# Adelaide Brewers Hospitality



## tangent (1/11/05)

I told Zwickel how great the Adelaide brewers are and that we'd be able to show him around when he visits in Feb. (typical Germans always visit in the hottest bloody month)
I told him we just made a new airport for his arrival  , but he's driving from Melbourne .

"Ill stay for two or three days.
would be very nice to meet some homebrewer there in adelaide and have some homebrew together.
or what about some lovely location where we can get served a very good beer combined with a very good food (Seafood Id prefer, because one cantt get reasonable Seafood in Germany)- yum-yum."

I'd go to Eyre Peninsula for seafood.
Hmmm, fish and chips in someones brewshed? Who's got the brews to impress the Germans?

Then maybe a beer at the Ice Arena and a go on the slipperydips at Magic Mountain.

OK i'm out of ideas!


----------



## Darren (1/11/05)

tangent said:


> I told Zwickel how great the Adelaide brewers are and that we'd be able to show him around when he visits in Feb. (typical Germans always visit in the hottest bloody month)
> 
> 
> Then maybe a beer at the Ice Arena and a go on the slipperydips at Magic Mountain.
> ...


 You seen those slipery dips lately? Probably won't be much fun


----------



## Steve (1/11/05)

You should take him to Grumpys Brewhaus :beer:


----------



## tangent (1/11/05)

:huh: 

I'm sure he'd be bored shitless by anything Germanic, so the German Arms is probably out.


----------



## GMK (1/11/05)

Happy to have you guys up at the "BrewInn Barossa"


----------



## delboy (1/11/05)

how about a trip to the riverland where that brewery is and all thoughs resturants are .
can't remember the towns name but it was on postcards the other week.

as far as seafood gose York penn is the place to go for a mixed bag and it not as far as eyre plus you can take your own brews with you ?
just a thought  

del


----------



## Kai (1/11/05)

There's a brewery in the Riverland?


----------



## Darren (1/11/05)

Kai said:


> There's a brewery in the Riverland?
> [post="87438"][/post]​


 MIldura


----------



## kirem (1/11/05)

Mildura is in the Sunraysia.

When I finished last vintage, I worked there for a day.

Two brews in one day, both Porters.

Stephen Nelson was great to talk to and get information from.

www.mildurabrewery.com.au


----------



## tangent (1/11/05)

well..... apart from the eyre peninsula, yorke peninsula, the riverland, sunraysia, the barossa and adelaide hills  , anywhere in the city or suburbs of Adelaide?
I'm thinking of a taxi incorporated in this plan.
There's a pub with heaps of beers in North Adelaide but I can't remember the name of it.


----------



## kirem (1/11/05)

You have to go Grumpys and The Wheatsheaf Hotel in Thebarton


----------



## Kai (1/11/05)

There's heaps of pubs with heaps of beer in North Adelaide.

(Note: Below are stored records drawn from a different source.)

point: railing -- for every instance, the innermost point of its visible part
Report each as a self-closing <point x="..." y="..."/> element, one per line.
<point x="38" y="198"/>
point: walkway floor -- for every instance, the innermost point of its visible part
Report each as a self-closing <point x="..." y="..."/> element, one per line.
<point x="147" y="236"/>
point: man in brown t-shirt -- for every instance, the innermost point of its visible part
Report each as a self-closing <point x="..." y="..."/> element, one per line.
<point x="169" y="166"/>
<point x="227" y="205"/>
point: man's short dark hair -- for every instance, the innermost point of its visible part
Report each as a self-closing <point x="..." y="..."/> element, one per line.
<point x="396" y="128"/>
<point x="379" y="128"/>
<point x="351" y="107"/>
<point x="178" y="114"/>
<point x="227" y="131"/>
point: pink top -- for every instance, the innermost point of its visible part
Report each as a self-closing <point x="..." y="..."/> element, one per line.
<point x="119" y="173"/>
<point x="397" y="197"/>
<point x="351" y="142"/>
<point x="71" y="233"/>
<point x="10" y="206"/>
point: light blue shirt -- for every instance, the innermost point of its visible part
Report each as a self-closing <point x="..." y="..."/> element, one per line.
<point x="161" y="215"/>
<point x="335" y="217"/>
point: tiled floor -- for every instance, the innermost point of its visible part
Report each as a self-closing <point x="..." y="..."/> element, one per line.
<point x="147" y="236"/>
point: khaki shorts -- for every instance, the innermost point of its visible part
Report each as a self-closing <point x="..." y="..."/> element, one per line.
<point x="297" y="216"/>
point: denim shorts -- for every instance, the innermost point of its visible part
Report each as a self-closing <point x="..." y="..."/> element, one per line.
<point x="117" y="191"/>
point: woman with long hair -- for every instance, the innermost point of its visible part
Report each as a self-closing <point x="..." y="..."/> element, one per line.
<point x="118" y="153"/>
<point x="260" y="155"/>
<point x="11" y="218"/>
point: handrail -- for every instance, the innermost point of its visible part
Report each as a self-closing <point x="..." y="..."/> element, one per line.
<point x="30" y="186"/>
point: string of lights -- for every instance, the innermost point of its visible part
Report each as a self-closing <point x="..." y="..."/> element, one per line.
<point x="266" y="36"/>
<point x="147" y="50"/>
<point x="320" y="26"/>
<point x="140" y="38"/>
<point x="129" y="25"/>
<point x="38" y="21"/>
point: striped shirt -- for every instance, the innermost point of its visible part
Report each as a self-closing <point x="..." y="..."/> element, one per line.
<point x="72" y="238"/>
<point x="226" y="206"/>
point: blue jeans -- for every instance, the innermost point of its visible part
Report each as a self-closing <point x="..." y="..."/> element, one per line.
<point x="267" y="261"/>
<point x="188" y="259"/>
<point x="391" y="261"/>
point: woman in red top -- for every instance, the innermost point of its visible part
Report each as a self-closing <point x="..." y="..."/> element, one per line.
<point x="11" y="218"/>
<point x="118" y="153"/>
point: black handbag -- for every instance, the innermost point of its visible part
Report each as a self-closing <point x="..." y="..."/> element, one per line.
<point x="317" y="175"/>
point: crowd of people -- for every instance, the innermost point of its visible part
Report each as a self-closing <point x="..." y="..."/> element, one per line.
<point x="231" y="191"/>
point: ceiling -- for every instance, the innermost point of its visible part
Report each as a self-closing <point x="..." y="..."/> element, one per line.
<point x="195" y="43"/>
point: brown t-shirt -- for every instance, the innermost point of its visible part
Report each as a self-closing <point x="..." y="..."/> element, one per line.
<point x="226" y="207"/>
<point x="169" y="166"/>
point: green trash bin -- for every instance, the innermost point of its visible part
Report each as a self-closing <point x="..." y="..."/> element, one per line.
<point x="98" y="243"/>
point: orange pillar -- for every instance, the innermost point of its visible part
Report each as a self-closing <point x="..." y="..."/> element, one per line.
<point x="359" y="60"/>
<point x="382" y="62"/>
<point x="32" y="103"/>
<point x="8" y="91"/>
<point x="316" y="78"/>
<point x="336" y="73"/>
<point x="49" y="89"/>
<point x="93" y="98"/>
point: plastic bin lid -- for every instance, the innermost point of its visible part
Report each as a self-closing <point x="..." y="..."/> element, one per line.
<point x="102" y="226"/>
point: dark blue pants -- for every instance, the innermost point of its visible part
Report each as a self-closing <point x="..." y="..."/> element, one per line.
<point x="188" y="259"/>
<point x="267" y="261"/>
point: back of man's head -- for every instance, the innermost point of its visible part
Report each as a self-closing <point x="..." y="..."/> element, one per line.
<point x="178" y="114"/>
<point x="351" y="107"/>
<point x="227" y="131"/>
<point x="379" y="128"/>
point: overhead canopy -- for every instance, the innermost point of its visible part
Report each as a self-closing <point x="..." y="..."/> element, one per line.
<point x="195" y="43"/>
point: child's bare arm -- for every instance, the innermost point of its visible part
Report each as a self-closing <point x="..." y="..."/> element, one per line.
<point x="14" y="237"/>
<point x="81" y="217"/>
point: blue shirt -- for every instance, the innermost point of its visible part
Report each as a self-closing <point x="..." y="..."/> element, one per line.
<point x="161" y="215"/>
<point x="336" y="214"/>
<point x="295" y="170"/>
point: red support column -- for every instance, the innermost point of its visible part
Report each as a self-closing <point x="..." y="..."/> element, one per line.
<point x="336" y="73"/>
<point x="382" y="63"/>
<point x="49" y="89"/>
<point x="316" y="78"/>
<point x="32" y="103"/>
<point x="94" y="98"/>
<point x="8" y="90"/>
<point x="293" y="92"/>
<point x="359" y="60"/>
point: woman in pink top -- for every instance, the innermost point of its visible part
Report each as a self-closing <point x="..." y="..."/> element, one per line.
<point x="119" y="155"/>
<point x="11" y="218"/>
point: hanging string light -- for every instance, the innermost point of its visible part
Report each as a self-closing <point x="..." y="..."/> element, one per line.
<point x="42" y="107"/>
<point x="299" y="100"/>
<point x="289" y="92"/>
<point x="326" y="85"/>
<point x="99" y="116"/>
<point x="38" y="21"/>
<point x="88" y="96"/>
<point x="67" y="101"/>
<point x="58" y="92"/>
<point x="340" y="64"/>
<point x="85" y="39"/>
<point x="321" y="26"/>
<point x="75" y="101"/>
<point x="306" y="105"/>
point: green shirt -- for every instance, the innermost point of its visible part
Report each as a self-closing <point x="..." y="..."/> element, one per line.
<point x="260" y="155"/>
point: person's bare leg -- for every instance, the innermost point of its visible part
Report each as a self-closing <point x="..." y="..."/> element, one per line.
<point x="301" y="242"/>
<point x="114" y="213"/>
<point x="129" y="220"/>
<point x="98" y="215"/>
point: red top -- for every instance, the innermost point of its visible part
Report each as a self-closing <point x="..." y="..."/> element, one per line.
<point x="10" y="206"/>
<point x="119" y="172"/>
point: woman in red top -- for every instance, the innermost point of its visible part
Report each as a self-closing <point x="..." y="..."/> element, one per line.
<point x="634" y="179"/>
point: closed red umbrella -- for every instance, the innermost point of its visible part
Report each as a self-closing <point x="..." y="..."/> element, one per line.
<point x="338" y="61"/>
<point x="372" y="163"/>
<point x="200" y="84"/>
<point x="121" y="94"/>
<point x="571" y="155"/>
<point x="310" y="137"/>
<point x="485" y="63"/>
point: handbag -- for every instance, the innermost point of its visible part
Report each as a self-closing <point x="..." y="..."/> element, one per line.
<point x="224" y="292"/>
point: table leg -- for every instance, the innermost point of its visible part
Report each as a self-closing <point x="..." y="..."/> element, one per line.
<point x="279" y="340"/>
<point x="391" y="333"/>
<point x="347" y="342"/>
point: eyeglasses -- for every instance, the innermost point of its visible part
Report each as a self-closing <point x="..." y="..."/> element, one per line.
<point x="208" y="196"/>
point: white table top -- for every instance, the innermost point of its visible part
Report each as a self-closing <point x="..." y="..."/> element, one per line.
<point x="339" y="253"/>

Try the wellington, the archer and the lion for starters. Then take him out to the Wheatsheaf in Thebarton to see how few beers the north adelaide pubs really have.

And, of course, take him out to Grumpy's.


----------



## delboy (1/11/05)

i think it is the one on the corner of oconnell street opposite the parkland at prospect rd end .?

i was under the impression that the "sunrisier" was in what they called the river land ? :blink: 

didn't realize it was totally separate? as this didnt get a mention in the show :unsure: 


del


it was postcards a south aussie show . any way it dont really matter what you call it it is MILDURA 
can we all agree on that? LoL


----------



## kirem (1/11/05)

I am pretty sure that they are 2 different regions in two different states. I think they may be seperated by aqis rules at the very least.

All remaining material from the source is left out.